Tuesday, November 03, 2015

the amish project | artistic director's notes

I chose the name "Pacific" for this theatre mostly because I was homesick.

I was driving south from Los Angeles to San Diego with my wife, escaping the round-the-clock demands of theatre school to see a show at Lamb's Players, which looked a lot like the sort of company I planned to start up back in Vancouver just as soon as my degree was in hand. We were kicking around names for this enterprise we'd be starting in a half a year or so, but nothing was right. The names we came up with that somehow suggested the faith mandate of the company sounded way too religious – more "church drama group" than "professional theatre company to be taken seriously." But the others we came up with just seemed generic, unrelated to the essence of the theatre I wanted to create.

How about something about the place? That seemed more promising. I knew Vancouver was the place where I felt called to plant this thing and try to make it grow. And since it was the sea that had drawn me to British Columbia in the first place, years before, Carole eventually suggested "Pacific."

And that was that.

Because this is a theatre that's always meant to be woven into the lives of people in this specific place. Because it always mattered to me that we're situated on "the ragged green edge of the world," with the Unknown stretching off beyond sight to the west. Because, at that moment, I was yearning to be back here, and eager to get started with the rest of my life.

But – and this is the part I've rarely mentioned to anybody – we called this company Pacific not only because of geography, but because of the dictionary; "Peaceful in character or intent." The peaceable Kingdom. "Peace be with you." The peace that passes understanding.
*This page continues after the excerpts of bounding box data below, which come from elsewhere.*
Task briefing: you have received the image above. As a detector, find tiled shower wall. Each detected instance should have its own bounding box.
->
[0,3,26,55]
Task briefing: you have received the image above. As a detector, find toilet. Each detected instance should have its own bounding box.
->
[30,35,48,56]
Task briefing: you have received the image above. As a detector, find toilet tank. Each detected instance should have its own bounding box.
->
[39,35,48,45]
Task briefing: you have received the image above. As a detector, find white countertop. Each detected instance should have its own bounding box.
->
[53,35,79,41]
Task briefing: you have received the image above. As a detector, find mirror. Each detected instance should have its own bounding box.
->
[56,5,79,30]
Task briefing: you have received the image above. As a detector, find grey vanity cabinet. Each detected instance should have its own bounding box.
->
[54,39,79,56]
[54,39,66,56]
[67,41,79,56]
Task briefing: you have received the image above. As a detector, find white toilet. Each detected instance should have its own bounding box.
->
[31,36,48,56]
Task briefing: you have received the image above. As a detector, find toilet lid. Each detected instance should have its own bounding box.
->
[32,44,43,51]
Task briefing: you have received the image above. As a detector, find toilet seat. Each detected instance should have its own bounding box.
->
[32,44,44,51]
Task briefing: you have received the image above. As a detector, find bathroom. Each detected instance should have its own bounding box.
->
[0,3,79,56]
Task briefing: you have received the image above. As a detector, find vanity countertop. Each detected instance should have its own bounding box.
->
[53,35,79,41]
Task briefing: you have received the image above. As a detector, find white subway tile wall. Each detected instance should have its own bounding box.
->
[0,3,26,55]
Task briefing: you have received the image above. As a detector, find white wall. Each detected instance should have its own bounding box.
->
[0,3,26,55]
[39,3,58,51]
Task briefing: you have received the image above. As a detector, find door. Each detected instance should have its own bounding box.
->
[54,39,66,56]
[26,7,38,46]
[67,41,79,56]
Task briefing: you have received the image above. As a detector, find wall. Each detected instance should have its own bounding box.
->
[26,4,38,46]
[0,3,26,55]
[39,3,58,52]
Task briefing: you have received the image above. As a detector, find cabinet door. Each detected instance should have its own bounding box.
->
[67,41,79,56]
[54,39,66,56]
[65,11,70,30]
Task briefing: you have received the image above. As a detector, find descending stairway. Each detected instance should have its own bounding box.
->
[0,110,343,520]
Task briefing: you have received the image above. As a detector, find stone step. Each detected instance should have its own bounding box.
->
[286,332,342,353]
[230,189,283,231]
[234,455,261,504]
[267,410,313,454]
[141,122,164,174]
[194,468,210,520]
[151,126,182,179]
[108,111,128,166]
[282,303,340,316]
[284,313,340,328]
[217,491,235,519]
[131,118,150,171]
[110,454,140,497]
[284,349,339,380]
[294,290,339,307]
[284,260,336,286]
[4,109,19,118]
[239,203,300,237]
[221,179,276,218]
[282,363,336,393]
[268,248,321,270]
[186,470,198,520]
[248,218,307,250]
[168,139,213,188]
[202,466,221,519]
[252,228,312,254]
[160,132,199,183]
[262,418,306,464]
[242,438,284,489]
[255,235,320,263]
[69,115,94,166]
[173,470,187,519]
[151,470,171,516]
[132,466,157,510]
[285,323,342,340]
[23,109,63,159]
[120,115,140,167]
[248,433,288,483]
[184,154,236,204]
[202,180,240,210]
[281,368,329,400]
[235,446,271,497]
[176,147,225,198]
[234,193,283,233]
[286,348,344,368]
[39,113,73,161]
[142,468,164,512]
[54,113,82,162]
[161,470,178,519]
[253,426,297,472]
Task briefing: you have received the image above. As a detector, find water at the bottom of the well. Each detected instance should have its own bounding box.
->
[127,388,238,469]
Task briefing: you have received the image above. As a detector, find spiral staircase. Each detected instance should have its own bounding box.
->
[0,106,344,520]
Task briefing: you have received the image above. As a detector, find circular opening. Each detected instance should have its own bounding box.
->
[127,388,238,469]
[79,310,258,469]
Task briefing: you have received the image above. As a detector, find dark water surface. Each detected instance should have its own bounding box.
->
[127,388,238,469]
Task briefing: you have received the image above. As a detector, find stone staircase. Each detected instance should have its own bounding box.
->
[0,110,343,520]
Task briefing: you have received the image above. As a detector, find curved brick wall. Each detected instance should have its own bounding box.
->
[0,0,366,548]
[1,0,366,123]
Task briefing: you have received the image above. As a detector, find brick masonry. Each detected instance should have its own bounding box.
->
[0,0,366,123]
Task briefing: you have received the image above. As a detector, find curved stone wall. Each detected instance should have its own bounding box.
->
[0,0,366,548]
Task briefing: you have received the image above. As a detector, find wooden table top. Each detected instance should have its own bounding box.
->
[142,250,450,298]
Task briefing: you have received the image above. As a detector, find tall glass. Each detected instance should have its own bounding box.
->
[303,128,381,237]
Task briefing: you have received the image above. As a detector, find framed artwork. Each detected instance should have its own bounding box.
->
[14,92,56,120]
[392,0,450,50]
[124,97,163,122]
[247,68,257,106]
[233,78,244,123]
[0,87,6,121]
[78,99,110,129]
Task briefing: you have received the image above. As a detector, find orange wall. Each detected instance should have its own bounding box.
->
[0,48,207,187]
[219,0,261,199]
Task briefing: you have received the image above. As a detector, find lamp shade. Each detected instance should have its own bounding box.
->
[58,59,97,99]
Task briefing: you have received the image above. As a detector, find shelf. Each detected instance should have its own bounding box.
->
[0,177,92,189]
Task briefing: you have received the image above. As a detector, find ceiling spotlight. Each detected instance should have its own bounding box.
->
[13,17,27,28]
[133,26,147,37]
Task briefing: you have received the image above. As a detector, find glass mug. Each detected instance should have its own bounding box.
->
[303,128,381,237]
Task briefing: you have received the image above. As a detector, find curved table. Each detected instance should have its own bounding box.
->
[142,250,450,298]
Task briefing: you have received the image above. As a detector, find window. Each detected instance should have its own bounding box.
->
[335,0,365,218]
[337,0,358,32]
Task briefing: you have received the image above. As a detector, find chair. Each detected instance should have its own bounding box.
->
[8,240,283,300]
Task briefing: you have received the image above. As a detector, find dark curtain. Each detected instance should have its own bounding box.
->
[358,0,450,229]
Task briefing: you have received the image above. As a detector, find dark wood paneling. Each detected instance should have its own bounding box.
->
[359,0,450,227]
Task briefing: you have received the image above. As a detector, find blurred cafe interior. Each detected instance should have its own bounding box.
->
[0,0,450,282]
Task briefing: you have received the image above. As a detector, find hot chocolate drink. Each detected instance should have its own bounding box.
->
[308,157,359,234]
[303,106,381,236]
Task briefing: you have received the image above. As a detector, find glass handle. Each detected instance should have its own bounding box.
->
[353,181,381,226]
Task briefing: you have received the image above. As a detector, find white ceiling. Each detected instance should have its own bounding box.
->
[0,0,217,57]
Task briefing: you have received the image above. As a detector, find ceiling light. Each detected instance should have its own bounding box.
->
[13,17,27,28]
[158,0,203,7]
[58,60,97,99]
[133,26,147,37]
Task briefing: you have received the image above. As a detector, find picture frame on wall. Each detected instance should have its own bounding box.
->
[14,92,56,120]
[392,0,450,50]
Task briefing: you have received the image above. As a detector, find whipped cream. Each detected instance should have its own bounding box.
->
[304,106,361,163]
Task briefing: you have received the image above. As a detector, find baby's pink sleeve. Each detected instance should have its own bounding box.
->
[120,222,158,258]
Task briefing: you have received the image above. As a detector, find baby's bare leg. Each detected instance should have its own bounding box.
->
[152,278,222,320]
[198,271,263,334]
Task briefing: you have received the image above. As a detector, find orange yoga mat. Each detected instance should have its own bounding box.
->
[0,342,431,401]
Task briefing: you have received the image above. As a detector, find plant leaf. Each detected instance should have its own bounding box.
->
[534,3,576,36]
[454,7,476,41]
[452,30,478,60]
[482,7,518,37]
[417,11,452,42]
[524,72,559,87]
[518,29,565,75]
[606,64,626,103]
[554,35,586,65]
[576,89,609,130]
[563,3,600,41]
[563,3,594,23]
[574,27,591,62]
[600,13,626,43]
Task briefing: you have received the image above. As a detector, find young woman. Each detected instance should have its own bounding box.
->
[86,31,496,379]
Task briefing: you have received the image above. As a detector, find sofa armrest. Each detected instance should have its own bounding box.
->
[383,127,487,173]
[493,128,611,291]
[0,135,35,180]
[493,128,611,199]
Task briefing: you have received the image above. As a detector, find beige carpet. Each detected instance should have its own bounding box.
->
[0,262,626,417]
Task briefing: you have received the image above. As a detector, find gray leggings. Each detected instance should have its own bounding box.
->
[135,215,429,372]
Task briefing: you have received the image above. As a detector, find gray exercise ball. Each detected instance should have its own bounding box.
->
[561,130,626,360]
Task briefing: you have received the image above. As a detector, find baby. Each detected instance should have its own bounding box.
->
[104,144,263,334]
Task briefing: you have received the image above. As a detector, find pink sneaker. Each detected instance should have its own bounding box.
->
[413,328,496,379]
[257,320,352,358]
All that.

And beyond that, because of the thesaurus; "peace-loving, peaceable, pacifist, nonviolent, antiwar." Those were my most political days – Sojourers, Clarence Jordan, Central America, nuclear proliferation – and I hoped that creating something with peace at the centre would somehow stand against the violence of the culture.

All of which is to say... Welcome to The Amish Project. If it had been written in 1984, it might have been our first show. Thanks, Evan and Susie, for bringing it to us.